At the same time, 2+ also means working across disciplines: art, design, craft, and space. This is why each of their works is fascinating, charming, and contemporary. Whether architectural design, interior design, art compositions, furniture items, or home accessories, the style of Atelier 2+ that says “enjoy thinking” and “enjoy doing” stands out.
Their idea of creating a work of art is similar to creating space or new experience in various forms, giving users more freedom to choose how they want to handle that space. For example, when designing a piece of furniture, sometimes what is achieved cannot be clearly or rigidly defined as a chair, a table, or an anything. What they do is take down the walls categorizing design works, blurring the lines between them, and inviting users to reinterpret what they see, which in turn introduces freshness and difference for viewers and users. This is exactly what happened when Ada took part in the Good to Walk exhibition hosted by Bangkok Art & Culture Center (BACC). Her work was a collaboration with designers from five other fields, presenting new experiences of walking in exhibitions in BACC. Craftwork and jute ropes were used to create space and new “walking” experiences, the results of which were unusual and absolutely fabulous. Visitors to the exhibition were sure convinced what a good walk it was.

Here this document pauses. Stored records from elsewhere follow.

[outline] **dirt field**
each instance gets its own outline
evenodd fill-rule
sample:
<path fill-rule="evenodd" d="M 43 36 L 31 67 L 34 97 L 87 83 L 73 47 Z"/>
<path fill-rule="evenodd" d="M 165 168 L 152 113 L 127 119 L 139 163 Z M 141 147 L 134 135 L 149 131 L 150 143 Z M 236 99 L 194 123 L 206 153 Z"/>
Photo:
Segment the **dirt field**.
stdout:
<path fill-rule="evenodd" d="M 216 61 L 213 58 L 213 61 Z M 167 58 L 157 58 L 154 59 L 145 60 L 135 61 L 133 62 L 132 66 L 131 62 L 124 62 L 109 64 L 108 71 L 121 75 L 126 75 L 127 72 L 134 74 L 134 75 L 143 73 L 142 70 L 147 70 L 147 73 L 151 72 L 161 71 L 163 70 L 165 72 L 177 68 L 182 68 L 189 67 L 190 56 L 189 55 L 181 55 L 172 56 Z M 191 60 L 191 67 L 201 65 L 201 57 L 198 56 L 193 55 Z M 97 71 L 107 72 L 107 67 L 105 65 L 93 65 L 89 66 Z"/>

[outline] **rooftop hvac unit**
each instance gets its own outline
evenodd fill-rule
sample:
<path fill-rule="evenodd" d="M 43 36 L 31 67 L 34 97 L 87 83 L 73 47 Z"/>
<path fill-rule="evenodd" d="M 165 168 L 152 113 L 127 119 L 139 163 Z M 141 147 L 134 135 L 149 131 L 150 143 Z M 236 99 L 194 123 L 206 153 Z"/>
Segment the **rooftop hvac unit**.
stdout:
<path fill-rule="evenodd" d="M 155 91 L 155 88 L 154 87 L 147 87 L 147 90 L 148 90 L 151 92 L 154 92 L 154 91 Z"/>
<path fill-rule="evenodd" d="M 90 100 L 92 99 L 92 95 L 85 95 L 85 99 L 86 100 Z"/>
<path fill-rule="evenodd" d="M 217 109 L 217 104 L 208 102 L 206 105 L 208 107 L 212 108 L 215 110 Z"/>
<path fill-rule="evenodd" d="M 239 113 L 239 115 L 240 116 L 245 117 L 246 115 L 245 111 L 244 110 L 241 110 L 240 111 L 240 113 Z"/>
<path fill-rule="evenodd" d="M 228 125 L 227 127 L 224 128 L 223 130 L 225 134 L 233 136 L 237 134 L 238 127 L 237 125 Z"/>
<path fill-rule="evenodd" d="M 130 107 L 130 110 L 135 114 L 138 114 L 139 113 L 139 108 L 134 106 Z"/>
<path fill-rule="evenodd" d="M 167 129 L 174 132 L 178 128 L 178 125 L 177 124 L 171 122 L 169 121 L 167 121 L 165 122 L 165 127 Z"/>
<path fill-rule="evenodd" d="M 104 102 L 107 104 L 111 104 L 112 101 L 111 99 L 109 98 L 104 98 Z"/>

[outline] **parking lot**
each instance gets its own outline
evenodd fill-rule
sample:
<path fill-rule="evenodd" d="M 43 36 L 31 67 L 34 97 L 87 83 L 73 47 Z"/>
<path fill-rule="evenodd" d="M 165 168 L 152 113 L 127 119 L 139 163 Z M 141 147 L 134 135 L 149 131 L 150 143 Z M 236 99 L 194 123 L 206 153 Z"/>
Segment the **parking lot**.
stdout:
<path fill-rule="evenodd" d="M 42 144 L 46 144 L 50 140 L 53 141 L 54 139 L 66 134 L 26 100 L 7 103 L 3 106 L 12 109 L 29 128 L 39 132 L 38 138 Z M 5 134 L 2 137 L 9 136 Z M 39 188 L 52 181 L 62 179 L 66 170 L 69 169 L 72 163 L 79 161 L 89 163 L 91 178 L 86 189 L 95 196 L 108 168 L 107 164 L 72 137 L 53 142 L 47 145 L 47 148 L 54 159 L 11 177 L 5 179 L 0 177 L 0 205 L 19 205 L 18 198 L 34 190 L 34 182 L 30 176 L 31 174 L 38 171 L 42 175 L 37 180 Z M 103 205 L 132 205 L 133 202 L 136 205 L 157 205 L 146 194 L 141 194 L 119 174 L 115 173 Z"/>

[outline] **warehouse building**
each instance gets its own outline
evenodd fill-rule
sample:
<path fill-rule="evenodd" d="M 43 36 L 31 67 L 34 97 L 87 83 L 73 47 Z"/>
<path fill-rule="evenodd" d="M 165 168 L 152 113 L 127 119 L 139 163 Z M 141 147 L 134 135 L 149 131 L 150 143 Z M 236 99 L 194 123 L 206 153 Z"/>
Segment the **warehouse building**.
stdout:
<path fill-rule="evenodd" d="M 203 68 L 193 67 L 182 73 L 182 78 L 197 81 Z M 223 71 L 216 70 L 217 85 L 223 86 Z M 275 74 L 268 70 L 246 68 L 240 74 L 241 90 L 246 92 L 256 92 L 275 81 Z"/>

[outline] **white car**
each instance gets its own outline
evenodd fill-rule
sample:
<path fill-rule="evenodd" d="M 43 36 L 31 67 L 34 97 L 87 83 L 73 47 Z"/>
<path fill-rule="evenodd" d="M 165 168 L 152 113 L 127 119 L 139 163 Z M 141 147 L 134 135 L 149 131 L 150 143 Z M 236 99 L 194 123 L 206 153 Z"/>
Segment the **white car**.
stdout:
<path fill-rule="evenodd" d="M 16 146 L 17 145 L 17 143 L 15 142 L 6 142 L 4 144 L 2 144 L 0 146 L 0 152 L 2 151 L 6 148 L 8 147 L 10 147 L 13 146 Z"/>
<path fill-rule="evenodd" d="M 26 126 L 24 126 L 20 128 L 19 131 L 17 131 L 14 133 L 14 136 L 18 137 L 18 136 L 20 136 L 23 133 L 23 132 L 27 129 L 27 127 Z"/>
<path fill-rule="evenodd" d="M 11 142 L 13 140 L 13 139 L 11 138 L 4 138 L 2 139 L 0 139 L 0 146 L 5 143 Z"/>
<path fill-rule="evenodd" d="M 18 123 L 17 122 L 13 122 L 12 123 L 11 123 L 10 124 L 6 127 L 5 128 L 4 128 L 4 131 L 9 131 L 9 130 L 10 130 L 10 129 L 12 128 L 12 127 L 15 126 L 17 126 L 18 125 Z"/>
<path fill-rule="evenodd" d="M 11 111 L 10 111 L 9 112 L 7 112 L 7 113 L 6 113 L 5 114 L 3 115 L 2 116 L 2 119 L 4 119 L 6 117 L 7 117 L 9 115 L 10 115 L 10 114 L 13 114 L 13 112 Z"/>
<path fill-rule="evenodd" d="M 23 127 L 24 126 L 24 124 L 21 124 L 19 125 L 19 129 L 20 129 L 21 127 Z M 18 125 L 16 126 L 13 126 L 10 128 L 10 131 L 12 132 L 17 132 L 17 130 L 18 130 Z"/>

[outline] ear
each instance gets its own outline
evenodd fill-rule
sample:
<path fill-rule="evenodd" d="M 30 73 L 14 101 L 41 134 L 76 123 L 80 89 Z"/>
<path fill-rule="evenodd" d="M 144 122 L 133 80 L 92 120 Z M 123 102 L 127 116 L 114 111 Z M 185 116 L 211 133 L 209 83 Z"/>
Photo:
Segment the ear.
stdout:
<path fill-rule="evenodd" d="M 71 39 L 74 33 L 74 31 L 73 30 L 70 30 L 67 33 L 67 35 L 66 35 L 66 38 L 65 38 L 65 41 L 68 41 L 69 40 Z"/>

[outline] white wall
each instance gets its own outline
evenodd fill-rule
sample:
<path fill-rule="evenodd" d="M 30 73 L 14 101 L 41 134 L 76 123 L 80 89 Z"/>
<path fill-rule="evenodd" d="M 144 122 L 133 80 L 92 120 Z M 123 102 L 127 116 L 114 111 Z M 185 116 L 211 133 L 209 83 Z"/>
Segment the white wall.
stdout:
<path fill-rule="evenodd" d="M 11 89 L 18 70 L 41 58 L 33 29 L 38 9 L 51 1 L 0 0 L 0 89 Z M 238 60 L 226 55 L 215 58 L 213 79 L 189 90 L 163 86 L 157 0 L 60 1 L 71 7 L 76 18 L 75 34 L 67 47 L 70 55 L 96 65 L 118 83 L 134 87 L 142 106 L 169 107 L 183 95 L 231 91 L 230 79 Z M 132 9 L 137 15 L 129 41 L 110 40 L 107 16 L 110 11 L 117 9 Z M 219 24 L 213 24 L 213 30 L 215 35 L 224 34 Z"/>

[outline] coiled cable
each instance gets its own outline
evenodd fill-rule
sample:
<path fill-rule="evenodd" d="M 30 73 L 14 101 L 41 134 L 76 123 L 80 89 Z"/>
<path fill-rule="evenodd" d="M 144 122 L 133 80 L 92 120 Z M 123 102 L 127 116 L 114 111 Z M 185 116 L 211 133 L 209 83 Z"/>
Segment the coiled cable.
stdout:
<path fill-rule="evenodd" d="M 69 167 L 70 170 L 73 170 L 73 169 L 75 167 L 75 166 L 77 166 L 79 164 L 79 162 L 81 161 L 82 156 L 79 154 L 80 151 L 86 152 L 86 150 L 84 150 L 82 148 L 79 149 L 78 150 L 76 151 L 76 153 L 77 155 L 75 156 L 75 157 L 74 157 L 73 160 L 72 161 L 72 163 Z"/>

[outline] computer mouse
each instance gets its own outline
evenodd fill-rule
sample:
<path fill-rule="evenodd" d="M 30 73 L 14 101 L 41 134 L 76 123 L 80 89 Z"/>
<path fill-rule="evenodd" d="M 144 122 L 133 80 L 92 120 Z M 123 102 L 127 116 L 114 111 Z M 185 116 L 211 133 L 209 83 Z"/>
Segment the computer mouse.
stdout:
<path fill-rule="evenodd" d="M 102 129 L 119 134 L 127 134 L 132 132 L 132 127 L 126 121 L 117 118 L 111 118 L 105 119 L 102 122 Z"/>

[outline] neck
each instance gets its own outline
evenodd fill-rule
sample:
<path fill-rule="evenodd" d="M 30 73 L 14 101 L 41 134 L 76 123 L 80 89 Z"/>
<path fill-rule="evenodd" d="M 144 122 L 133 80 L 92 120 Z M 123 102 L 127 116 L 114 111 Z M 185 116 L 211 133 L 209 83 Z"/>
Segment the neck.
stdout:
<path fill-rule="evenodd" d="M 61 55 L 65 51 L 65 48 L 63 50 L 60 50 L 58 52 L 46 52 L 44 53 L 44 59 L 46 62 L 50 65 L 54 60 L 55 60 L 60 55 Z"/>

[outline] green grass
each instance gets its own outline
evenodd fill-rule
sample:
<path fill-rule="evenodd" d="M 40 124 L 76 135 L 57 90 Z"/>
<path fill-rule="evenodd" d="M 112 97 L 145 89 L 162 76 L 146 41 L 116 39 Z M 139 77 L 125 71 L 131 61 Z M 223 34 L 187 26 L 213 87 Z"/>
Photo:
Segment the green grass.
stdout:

The studio’s outstanding furniture designs are mostly collaborations with other designers – Thai and foreign – resulting in furniture pieces inspired by creative local craftsmanship. These include chairs and shelves partly made of ceramic, cabinets with handles designed as heads of various animals, and other household items that feature woven rattan, reinventing the image of craftwork and creating new “values.” In a way, their works bridge the gap between craftwork and the industrial sector, maintaining the traditional patterns with an added contemporary and modern touch, so that they respond to the needs of a wider audience.
In the 2018 Architect Expo, Atelier 2+ was selected to set up a pavilion in Mor Baan zone, where visitors could seek advice on building design and construction. The requirement was “wood.” Although appearing simple, the pavilion was no ordinary design. They had to combine the use of “wood” with the concept of “community,” focusing interest on ignored or undervalued woodwork which often is the backbone of architectural design but hardly ever the main thing. Their pavilion was praised as “ordinary yet extraordinary.” We can safely say the studio’s past works all have an interesting character, and that they are creative makers that can always create freshness and continue to amaze us.